Meat has historically been the money maker for grocery stores, but as the trend for healthy eating continues, fruit and vegetables have taken the lead. Eating healthy is getting costlier by the month, thanks mainly to the sustained drop in the value of the loonie. In response, Canadian grocery stores, are ramping up efforts to sell more fresh foods.

Grocers import roughly 80 per cent of the fresh food Canadians consume, experts say. Average fruit and veggie prices popped 6.9 and 8.7 per cent respectively in September – registering multi-year highs, according to Statistics Canada.


No relief
A plunging loonie has been fanning food inflation for some time now: Grocery prices have jumped by more than three per cent for 13 consecutive months Scotia’s note said, as supermarkets have passed higher import costs onto consumers.

And the trend isn’t about to let up. Economists at TD Bank suggested in their latest outlook that the Canadian dollar will fall to 73 cents U.S. through early 2016 (before rebounding to 75 cents by the end of the year).

More than half of the country saw average prices rise more than four per cent for food sold through stores last month, with consumers in four provinces seeing the cost of their basket of groceries climb more than five per cent in September compared to last fall.
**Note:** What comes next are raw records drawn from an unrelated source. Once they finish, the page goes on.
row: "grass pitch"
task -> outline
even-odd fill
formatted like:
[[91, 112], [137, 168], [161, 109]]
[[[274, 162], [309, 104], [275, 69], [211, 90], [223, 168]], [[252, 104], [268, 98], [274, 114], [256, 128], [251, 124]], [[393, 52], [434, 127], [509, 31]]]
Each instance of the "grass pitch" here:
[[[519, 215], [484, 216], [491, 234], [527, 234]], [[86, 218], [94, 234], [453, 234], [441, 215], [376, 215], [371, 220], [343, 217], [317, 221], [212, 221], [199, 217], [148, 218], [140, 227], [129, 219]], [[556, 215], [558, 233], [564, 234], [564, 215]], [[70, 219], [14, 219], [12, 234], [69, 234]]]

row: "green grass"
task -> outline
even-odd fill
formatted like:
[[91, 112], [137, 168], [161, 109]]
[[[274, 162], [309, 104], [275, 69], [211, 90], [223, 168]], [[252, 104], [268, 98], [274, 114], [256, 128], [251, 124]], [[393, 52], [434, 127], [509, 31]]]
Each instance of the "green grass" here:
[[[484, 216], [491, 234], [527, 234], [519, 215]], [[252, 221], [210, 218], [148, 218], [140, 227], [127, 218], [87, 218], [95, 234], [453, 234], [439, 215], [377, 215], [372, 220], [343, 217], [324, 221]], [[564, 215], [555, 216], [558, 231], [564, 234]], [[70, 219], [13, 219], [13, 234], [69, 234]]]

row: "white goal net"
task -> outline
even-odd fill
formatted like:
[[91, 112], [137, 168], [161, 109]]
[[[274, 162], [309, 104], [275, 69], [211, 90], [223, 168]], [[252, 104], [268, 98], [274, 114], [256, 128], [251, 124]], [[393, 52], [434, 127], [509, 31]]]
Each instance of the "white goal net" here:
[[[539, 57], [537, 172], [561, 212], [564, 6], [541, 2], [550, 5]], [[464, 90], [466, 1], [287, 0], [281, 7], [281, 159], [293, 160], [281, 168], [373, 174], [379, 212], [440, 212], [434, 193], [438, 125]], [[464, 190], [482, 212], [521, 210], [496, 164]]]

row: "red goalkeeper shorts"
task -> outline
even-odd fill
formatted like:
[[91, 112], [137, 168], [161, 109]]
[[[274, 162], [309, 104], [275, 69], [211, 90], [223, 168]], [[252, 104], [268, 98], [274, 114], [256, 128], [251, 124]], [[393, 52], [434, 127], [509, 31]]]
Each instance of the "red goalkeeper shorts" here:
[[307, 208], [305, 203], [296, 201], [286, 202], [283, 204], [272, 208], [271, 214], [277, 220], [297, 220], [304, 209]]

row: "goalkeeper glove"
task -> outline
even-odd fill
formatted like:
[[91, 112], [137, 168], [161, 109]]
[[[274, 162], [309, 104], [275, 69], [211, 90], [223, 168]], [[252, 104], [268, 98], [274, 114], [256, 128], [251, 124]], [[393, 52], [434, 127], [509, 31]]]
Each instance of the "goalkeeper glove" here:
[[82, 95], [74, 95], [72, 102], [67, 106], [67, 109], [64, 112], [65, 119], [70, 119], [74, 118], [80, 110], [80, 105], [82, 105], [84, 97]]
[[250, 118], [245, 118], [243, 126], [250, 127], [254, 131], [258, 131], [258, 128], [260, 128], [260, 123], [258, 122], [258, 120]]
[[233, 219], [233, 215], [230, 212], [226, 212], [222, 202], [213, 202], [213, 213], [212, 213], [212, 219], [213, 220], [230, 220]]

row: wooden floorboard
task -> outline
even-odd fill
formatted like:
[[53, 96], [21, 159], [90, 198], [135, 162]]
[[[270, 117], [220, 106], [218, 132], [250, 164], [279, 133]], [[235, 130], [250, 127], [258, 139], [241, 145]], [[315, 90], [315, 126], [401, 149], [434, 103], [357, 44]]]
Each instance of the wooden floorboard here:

Some experts say the country’s largest grocers – Loblaw, Empire (which owns Sobeys and Safeway) and Metro – have had an easier time passing on higher costs to consumers as competition between them and the likes of Walmart has eased, an easing enabled in part by the departure of Target Canada earlier this year. Consolidation has also served to dampen price competition and promotions, some experts suggest.